“Are you mad? You have no business sense. You have no taste. You are just beautiful — and sweet. Listen. She said I want the furniture by Imperatori — some name like that. She had a little clipping about him from the
“So? I, having no business judgment and no taste, will run down to the public library and read the New York
“That is simple. Wait, it is simpler than that. I cannot remember the name — maybe it was nothing like Imperatori. But the date was April 10.”
“Hah! I can remember that,” Magda said. “That was when Walter sailed for Europe. I will find it, darling, never fear.”
And she did. But not before she had found another item, a strange and disturbing item, also small and hidden in the back pages. It was datelined Baltimore, April 10, and it said in its entirety: “Miss Elsie Snider, of this city, jumped or fell from her room on the fifteenth floor of the Lord Baltimore Hotel sometime during the night. Her body was found this morning lodged on the grating over the hotel dining room and was identified by her mother, Mrs. William Snider, of 1209 Grove Street, West Baltimore.”
Walking back through Forty-Second Street and up Madison Avenue, the two news items carefully copied and in her handbag, she decided that she was being childish. And yet. And yet...
“Did you get it?” Martha Webster asked.
“What, darling? Oh, yes. I got it. Shall I write or cable him?”
“I will do it.

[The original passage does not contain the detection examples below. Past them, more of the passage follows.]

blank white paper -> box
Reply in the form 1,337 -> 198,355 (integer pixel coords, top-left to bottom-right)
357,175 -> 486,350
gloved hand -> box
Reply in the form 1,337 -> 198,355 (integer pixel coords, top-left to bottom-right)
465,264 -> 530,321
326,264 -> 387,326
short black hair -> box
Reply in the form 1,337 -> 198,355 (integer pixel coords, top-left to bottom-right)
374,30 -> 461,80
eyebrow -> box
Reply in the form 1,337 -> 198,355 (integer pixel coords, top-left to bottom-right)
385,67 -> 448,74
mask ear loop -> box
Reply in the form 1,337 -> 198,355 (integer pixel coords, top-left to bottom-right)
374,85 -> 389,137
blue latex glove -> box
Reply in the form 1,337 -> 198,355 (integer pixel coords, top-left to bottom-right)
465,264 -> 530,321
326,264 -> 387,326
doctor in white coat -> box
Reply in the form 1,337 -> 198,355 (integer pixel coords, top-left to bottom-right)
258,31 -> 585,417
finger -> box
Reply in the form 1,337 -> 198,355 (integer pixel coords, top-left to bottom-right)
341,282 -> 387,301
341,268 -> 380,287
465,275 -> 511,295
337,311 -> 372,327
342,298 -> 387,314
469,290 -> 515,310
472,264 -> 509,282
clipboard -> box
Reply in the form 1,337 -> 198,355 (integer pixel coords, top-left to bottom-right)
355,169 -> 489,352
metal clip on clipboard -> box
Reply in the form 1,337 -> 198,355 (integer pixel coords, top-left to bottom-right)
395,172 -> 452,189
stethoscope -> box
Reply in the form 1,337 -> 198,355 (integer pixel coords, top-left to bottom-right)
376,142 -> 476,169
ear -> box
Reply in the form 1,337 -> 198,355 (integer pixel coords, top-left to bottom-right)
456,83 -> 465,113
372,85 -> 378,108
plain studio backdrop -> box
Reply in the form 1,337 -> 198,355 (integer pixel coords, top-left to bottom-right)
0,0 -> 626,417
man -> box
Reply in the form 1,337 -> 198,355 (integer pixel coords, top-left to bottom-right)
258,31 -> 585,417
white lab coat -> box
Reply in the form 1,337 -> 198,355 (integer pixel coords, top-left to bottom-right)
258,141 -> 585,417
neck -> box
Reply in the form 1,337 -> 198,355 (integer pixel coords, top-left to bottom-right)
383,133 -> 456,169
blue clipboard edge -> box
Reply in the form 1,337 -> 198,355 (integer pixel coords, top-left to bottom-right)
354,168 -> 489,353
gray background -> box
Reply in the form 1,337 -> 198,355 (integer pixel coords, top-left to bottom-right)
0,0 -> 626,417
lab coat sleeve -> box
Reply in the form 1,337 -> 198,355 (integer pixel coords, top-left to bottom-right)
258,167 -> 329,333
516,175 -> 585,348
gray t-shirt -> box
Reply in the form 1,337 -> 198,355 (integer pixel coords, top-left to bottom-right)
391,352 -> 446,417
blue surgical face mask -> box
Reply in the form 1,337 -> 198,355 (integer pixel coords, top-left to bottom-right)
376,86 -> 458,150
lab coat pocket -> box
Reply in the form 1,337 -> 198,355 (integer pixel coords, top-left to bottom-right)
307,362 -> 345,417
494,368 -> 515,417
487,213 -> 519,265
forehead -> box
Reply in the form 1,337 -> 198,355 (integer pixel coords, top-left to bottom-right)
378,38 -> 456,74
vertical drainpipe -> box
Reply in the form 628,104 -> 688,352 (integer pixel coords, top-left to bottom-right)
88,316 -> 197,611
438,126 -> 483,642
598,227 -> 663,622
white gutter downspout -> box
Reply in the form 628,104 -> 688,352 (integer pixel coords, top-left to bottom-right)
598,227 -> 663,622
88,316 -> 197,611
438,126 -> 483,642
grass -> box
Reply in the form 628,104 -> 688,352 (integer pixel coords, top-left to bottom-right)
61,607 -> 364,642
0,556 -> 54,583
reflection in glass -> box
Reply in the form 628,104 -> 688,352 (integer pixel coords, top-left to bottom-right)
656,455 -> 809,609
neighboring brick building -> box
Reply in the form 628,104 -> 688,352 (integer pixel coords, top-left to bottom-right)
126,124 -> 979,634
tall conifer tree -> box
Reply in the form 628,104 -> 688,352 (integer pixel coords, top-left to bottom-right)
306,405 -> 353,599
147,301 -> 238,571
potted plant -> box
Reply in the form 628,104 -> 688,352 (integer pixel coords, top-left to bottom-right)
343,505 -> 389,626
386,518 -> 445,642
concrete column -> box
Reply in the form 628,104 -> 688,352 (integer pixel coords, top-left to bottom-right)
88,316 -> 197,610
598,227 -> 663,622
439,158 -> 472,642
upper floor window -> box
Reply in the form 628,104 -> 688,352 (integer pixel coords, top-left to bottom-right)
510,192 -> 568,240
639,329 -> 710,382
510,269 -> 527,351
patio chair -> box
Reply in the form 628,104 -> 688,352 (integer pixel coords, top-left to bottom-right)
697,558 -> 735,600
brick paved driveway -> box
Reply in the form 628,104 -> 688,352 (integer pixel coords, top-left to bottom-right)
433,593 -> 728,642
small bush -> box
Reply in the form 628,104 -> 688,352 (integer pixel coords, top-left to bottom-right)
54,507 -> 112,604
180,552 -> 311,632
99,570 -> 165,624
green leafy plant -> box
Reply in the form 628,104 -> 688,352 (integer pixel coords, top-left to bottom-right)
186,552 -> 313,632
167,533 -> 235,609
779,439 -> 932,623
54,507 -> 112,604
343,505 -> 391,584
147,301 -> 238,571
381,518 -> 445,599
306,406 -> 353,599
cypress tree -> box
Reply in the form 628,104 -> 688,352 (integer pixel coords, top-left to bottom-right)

You look more out-of-the-worldish than usual.”
Magda went through the rest of the day in a haze. She couldn’t erase it from her mind. Miss Elsie Snider — Elsie — the fifteenth floor of the Lord Baltimore Hotel. Coincidence? Of course it was coincidence! The other Elsie — Elsie Brand — had jumped or fallen years ago. He had said he had been lonely for years. Probably the fifteenth floor was the highest in the hotel. Suicides did that, didn’t they? She didn’t know much about suicides, but the chills kept running up and down her back. She could remember how he looked when he told her, sad and courageous, blaming himself. She could taste the deviled crabmeat she had been eating when he told her. The fifteenth floor of the Lord Baltimore Hotel. Deviled crab was a specialty of Baltimore, wasn’t it? And she remembered the ringed date, April 3, the first day of the week in which she had been transformed and which had ended on the tenth when Walter sailed for Europe — the very same day Elsie Snider had been found. She stood up suddenly. “I am behafing like a Hungarian!” she said aloud.
Martha Webster surveyed her thoughtfully. “Yes, I should say you are.”
“I vill show it to heem now.”
“Do so, darling, by all means, whatever it is.”
She flung on her furs, picked up her handbag, and rang the down elevator-button with a flourish. Afraid of a shadow! Was she a woman or a mouse? Resolutely, she marched into 507 Madison Avenue, bowed curtly to the clerks, and opened her husband’s office door without knocking.
“Valter!” she said — and with the single word her resolution vanished.
“Yes?” he said without rising. His eyes, she thought, are cold as ice.
“A man,” she said. “He iss annoying me. Outside he stands vaiting.”
He was on his feet like a cat and picking up a sword cane. “Where is he? Show him to me!”
“He iss no longer dere. He muss be frighten avay.” How easy it was to lie when one was frightened.
Walter appraised her shrewdly. “What did he do?”
“He spoke and ven I deed not answer, he grabbed my coat, like dis, and try to pull me to heem.”
“Curious,” he said. “You have been badly frightened — but not by a tough at this hour on Madison Avenue. It is the first time you have lied to me.”
It changed their relationship. Walter was suddenly wary and the mask of tenderness was dropped except in public. He was relieved. It had not suited him. He ordered evening gowns for her that were so décolleté that to some they seemed indecent. What he had wanted was possession and the envy of that possession. These things he had, and so was satisfied.
And what of Magda? Magda had been shocked. What wife would not have been? But shock tempers a strong character. She submitted to what had become his cruelty and wore the daring gowns with dignity. No one would have known of her unhappiness but she was determined in one thing. She was going to find out about Elsie. She thought of telephoning Mrs. William Snider. That would be simple but somehow unsatisfactory. In the end she waited until she felt strong enough and then acted directly. It only took her a little over two hours by plane and taxi to reach 1209 Grove Street, West Baltimore. It was a red brick house like so many others in that peaceful city. The door was opened by a little white-haired woman.
“Mrs. Snider?” Magda asked.
“Yes.”
It was hard to do but she had steeled herself. “I am calling about the accident to your daughter a year ago today.”